New Mexico Produce sign on building that is probably no longer selling produce.

Bananas in New Mexico History.

Nearly every time I ride past this place, I take a picture and try to remember to write about bananas in Albuquerque history. I have quite a few pictures. Today is the day I remembered.

1943 newspaper article about banana heist

The great banana heist of 1943

It’s at First and Roma downtown, backing up on the railroad tracks, around the corner from the new at-grade railroad crossing, where I always detour my bike rides in the hope of being stopped by a train. I love being stopped by trains on bike rides.

The railroad is central to the book Bob Berrens and I are writing. The book’s name plate says it’s about the history of Albuquerque’s relationship with the Rio Grande, but you can’t tell this story without understanding the affect of the arrival of the Atchison, Topeka, and Santa Fe Railway in 1880. In the push<->pull of river and growing city, the railroad provided a huge “oomph” on the “growing city” side of things.

New Mexico Produce began operations in the 1930s in a warehouse building backing up to the railroad tracks. But it was not the first. In 1931, J.L. Hutchison built what the Albuquerque Journal described as “one of the finest and most modern fruit and vegetable warehouses and cold storage plants in the southwest.”

Banana Rooms

Hutchison’s new plant, a couple of blocks to the south, also backed up onto the tracks. It had, per the Journal, “six banana rooms with a capacity for more than 1,000 bunches of bananas.”

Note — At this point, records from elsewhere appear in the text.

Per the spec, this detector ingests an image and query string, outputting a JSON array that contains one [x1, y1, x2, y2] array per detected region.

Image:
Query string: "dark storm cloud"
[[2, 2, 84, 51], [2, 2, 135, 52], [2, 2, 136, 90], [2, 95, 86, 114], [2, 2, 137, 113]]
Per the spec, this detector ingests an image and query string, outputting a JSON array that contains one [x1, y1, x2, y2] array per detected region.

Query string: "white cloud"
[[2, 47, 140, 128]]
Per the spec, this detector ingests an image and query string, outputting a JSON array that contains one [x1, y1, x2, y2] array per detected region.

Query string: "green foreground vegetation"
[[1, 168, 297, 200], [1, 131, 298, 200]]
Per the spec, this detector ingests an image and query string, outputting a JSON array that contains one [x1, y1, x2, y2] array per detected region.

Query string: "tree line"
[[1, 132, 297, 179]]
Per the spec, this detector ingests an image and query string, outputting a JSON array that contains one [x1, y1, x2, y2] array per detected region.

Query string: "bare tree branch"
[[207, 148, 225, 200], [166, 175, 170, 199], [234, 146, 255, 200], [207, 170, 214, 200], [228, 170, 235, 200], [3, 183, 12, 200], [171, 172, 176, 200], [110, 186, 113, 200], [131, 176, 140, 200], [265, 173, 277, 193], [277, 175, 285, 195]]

1931 is an important year in the history of Albuquerque’s relationship with the Rio Grande. The Middle Rio Grande Conservancy District, created in the 1920s to bring flood control, drainage, and irrigation to the valley, was digging its first drains and throwing up its first levees. Here’s the Albuquerque Journal describing the connection between the creation of the district and Hutchison’s investment in cold storage and banana rooms.

The building is ideally situated, having railroad trackage on two sides. It was constructed with the idea of being in a position  to take care of tremendous shipping business, which Mr. Hutchison declares is certain to follow the completion of the conservancy project.

Here’s the thing. Hutchison was not building for  an export market. He was not setting up a business to help valley farmers export their crops. We don’t grow bananas here. He was building for the needs of a growing city for imported produce. The Hutchisons, J.L. and his wife (sorry, I don’t know her name, she’s just Mrs. Hutchison in the accounts of the day) were betting on a growing city, not on local agriculture.

Indeed, by the early 1930s the old Mann and Blueher truck gardens that sprang up to feed a growing population in the decades after the railroad’s arrival had largely been driven out of business by advances in refrigeration and the imported foods made possible by the new technologies. Local folks wanted fancy food! Bananas!

Hutchison graciously offered use of space next to his warehouse for the city to set up a marketing center for local producers. It appears nothing came of it.

Wholesale bananas today

If this were an actual book chapter and not just a blog post (which it probably needs to be, y’all see first sketches here) I’d run down the story of New Mexico’s 21st century banana warehouses. Not sure where they sit before they sit at the back of the produce section at Kroger’s. The best I’ve got right now as a closer is that the old New Mexico Produce building was converted in the 1980s to office space, and Hutchison’s old banana rooms, as near as I can tell, have been replaced by the parking garage for the Albuquerque Convention Center.

We don’t get much freight on the old rail lines. There’s an auto unloading complex south of town, but I never see freight trains this far north, only the Amtrak Southwest Chief eastbound to Chicago and westbound to LA, and the daily Rail Runner commuter trains to Santa Fe in the north and Belen in the south.

Our relationship with the railroad has changed. The city it wrought has too.